Whistle-blowers tell of cost of conscience
2006-11-24, USA Today
http://www.usatoday.com/news/washington/2006-11-23-whistle-blowers_x.htm
In 2002, decorated FBI Special Agent Mike German was investigating meetings between terrorism suspects. When he discovered other officers had jeopardized the investigation by violating wiretapping regulations, he reported what he found to his supervisors. German says he had ... just received a mass e-mail from FBI Director Robert Mueller, urging other whistle-blowers to come forward. "I was assuming he'd protect me," German says. Instead ... his accusations were ignored, his reputation ruined and his career obliterated. Although the Justice Department's inspector general confirmed German's allegations ... he says he was barred from further undercover work and eventually compelled to resign. The experience is familiar to other government employees who have blown the whistle on matters of national security since 9/11. An increasing number of whistle-blowers allege that rather than being embraced, they're being retaliated against for coming forward. Those who come forward often face harassment, investigation, character assassination and firing. For those who are fired ... there is little recourse. Most national security whistle-blowers are not protected from retaliation by law. That's because the intelligence-gathering agencies are exempted from the 1989 whistle-blower Protection Act. The U.S. Court of Appeals for the Federal Circuit has ruled against whistle-blowers in 125 of 127 of the reprisal cases seen by the court since 1994. Many had been star employees at the top of the pay scale and had spent decades in civil service. "I'm one of the last people who survived," says [Coleen] Rowley, the former FBI whistle-blower and Time magazine "Person of the Year." She says widespread, favorable media coverage saved her FBI career.

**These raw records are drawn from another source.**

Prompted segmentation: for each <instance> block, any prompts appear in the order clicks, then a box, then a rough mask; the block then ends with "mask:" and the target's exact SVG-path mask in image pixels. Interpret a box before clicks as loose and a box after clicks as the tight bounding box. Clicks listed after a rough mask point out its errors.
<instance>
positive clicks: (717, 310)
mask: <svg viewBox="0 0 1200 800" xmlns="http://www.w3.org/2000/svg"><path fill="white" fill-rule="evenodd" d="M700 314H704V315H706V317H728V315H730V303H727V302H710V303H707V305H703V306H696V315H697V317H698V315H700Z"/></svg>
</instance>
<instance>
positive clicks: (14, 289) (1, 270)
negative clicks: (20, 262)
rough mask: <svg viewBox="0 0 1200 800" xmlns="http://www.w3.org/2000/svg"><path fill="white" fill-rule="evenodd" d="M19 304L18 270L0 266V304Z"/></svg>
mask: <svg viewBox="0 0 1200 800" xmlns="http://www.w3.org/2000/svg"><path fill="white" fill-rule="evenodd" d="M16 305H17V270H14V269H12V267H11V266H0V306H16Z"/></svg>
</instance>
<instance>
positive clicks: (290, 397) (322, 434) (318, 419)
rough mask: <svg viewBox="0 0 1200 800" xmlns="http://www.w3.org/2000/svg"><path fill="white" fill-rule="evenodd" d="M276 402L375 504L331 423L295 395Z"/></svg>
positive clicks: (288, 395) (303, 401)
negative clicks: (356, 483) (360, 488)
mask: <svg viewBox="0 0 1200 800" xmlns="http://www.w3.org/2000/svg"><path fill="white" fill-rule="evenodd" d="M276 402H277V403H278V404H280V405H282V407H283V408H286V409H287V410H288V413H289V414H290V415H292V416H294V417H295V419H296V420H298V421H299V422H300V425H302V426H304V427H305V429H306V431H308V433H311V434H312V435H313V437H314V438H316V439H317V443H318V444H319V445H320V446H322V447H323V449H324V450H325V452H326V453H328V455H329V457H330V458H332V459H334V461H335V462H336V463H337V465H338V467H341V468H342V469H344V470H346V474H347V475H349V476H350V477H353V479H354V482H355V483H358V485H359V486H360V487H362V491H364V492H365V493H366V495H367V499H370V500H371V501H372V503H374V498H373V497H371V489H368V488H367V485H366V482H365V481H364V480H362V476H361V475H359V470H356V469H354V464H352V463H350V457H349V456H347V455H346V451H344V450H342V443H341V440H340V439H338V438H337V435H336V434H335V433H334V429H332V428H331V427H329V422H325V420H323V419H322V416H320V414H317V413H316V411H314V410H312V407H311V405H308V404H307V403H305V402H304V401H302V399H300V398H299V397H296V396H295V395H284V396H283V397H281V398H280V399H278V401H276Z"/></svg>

'They treat a whistle-blower like a virus'
2006-11-24, USA Today
http://www.usatoday.com/news/washington/2006-11-23-whistle-blower-nsa_x.htm
Most people first heard about Russell Tice last December when the former National Security Agency intelligence analyst asked to testify before Congress about NSA programs he claims are illegal. But his confrontation with his employer began much earlier. In 2001, Tice reported suspicions that an employee of the Defense Intelligence Agency, which oversees the NSA and other intelligence-gathering agencies, was spying for China. When he followed up on the allegations several years later, Tice was ordered to undergo a psychological evaluation. Although he had passed his regular exam nine months earlier, the in-house psychologist conducting the latest evaluation decided Tice had psychotic paranoia. After almost 20 years in intelligence, Tice's security clearance was revoked. He was transferred to a maintenance position at the NSA vehicle pool, and then to a government furniture warehouse. Just days after publicly urging Congress to pass stronger protections for federal intelligence agency whistle-blowers facing retaliation, he was fired in May 2005. "They treat a whistle-blower like a virus which they basically surround with buffers in an attempt to marginalize, isolate and prevent from having an impact on an organization," says Tice's lawyer, Joshua Dratel.